Recollections from members who were present at the time indicate that only MDMA was manufactured from sassafras oil (source of safrole, a precursor for MDMA), which at that time was readily available in bulk and only restricted in 1994. The LSD was most likely imported or obtained from local sources and the ketamine was diverted from veterinary sources by a resident vet.

The drugs were widely used by most members of the community in large groups, family units, or by people on their own to deepen the psychotherapy that was at the heart of Bert's teachings. Teenagers as young as 13 were allegedly pressured to partake by adult counsellors and some of the female teenagers report being given the drug in sessions with Bert specifically for his sexual gratification.

== Impacts on children and young persons ==
A three-year study undertaken by Massey University's School of Psychology culminated in a 260-page report released in May 2010. The study was commissioned by the New Zealand Communities Growth Trust that had been set up by a High Court order to manage the Centrepoint Community Growth Trust assets after the commune was disestablished in 2000.

Twenty-nine men and women in their 20s, 30s, and 40s at the time of the study who had spent at least part of their youth at the commune were interviewed about their experiences of growing up at Centrepoint, including how psychological manipulation, neglect, sexual abuse, and drug taking affected them at the time and subsequently. About 300 children lived at the commune over the 22 years it operated. The qualitative study, titled A Different Kind of Family: Retrospective accounts of growing up at Centrepoint, and implications for adulthood, contains testimonies from some of the 29 interviewees.

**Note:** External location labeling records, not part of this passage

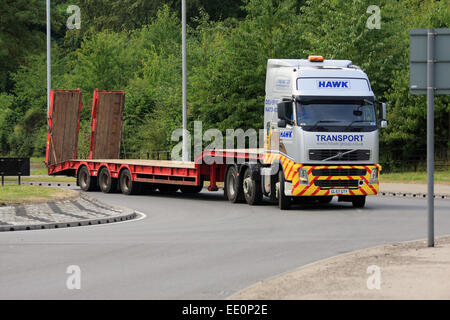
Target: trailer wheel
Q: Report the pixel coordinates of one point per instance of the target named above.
(359, 201)
(233, 187)
(252, 189)
(192, 189)
(85, 180)
(127, 185)
(105, 182)
(284, 202)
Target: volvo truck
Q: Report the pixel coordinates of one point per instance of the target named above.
(321, 122)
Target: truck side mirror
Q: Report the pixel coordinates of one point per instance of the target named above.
(382, 114)
(281, 123)
(285, 111)
(383, 111)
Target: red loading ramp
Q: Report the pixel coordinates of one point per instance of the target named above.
(63, 126)
(107, 119)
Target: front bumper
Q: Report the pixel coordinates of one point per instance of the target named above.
(351, 180)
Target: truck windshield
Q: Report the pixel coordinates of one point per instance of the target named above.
(336, 116)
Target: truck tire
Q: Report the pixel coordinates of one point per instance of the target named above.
(85, 180)
(252, 189)
(284, 202)
(105, 182)
(233, 187)
(127, 185)
(359, 201)
(168, 188)
(192, 189)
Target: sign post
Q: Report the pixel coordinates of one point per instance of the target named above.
(430, 48)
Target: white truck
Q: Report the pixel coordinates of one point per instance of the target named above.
(321, 138)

Most participants agreed it was common to have sex for the first time between the ages of 11 and 13. Boys "propositioned" by older women found it easier to resist, while sexually abused girls – some as young as 10 – were "idealised" as "being in touch with their loving".

Some of the key findings were:

- Centrepoint was an environment which potentially exposed children to a range of adverse circumstances that extended well beyond the widely reported sexual abuse. Drug use, psychological manipulation, parental neglect, witnessing abuse, corporal punishment, adult conflict, peer bullying, and a parent's imprisonment were just some of the additional factors that may have impacted on them.
- Negative impacts were psychological disorders, substance abuse problems, difficulties in intimate and family relationships, financial problems, lack of direction in education and career, fear of social stigma, and, for some, uncertainty about their perception of reality.
- Different experiences, beliefs, and coping strategies created a tendency towards factionalised perspectives about Centrepoint with some study participants arguing it was fundamentally abusive, and others that it was an ideal place to grow up.
- Stigmatised perceptions of Centrepoint were reported as being further sources of psychological distress.

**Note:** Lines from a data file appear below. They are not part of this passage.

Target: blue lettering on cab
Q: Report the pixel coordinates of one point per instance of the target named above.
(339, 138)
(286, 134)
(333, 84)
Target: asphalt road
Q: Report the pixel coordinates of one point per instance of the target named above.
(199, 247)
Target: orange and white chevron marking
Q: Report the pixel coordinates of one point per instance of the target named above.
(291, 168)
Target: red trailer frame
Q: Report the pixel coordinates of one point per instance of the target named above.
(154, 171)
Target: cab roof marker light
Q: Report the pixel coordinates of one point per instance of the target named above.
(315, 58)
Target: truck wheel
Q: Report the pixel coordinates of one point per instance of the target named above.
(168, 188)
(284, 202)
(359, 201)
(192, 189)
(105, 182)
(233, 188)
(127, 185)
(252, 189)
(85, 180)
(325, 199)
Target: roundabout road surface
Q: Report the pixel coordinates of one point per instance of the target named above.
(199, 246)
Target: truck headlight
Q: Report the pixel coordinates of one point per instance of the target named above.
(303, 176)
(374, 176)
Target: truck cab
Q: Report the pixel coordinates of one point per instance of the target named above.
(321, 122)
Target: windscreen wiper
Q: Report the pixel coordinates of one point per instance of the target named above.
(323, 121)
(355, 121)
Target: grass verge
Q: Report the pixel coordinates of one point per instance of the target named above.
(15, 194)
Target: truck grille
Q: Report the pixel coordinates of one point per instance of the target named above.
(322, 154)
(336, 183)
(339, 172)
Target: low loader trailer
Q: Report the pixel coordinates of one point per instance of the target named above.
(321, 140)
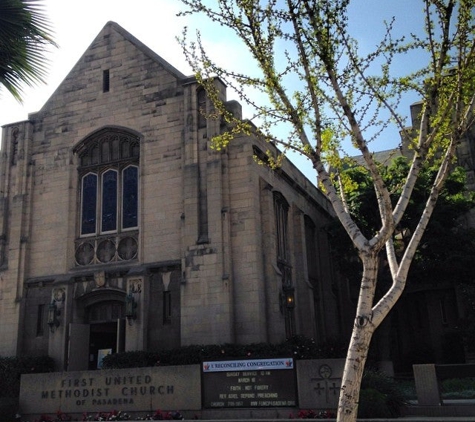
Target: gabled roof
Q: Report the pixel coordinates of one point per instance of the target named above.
(130, 38)
(146, 50)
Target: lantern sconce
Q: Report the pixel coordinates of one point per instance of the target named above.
(289, 297)
(130, 308)
(53, 313)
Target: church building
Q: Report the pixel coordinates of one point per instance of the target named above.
(121, 228)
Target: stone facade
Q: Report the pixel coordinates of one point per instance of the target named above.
(121, 229)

There have been suggestions that the report was 'watered-down' by excluding some of the testimonial content because they would have been too hard to believe and had an impact on the reception of the report as a whole.

== After Centrepoint ==
In March 2000, the trust that owned the property was disestablished by order of The High Court of New Zealand, and all assets placed under administration by the newly formed New Zealand Communities Growth Trust.

The new trust then leased property to the New Community Group, made up of former Centrepoint members, who formed the Anahata Eco-village. By 2004, about 20 adults and 8 children were resident. In 2007, a group of artists took over the property on a short-term lease and renamed it as Kahikatea Eco-village and art-space.

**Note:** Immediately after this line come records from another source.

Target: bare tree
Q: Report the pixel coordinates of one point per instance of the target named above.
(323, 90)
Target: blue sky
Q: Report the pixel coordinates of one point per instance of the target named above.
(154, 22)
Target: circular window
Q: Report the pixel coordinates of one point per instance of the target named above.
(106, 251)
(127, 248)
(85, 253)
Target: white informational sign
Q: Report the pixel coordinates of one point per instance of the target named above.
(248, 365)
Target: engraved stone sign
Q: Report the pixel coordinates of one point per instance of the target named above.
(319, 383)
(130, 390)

In December 2008, the Public Trust, as trustee for the New Zealand Community Growth Trust, announced the sale of the 7.6 ha property and communal living buildings to The Prema Charitable Trust, which subsequently established the Wellpark College North Shore campus on the site as part of the Kawai Purapura Retreat Centre. The centre was closed in May 2024 due to an eviction order from the Prema Charitable Trust. The site caught fire in January 2025, at which point the buildings were derelict and believed to be occupied by squatters.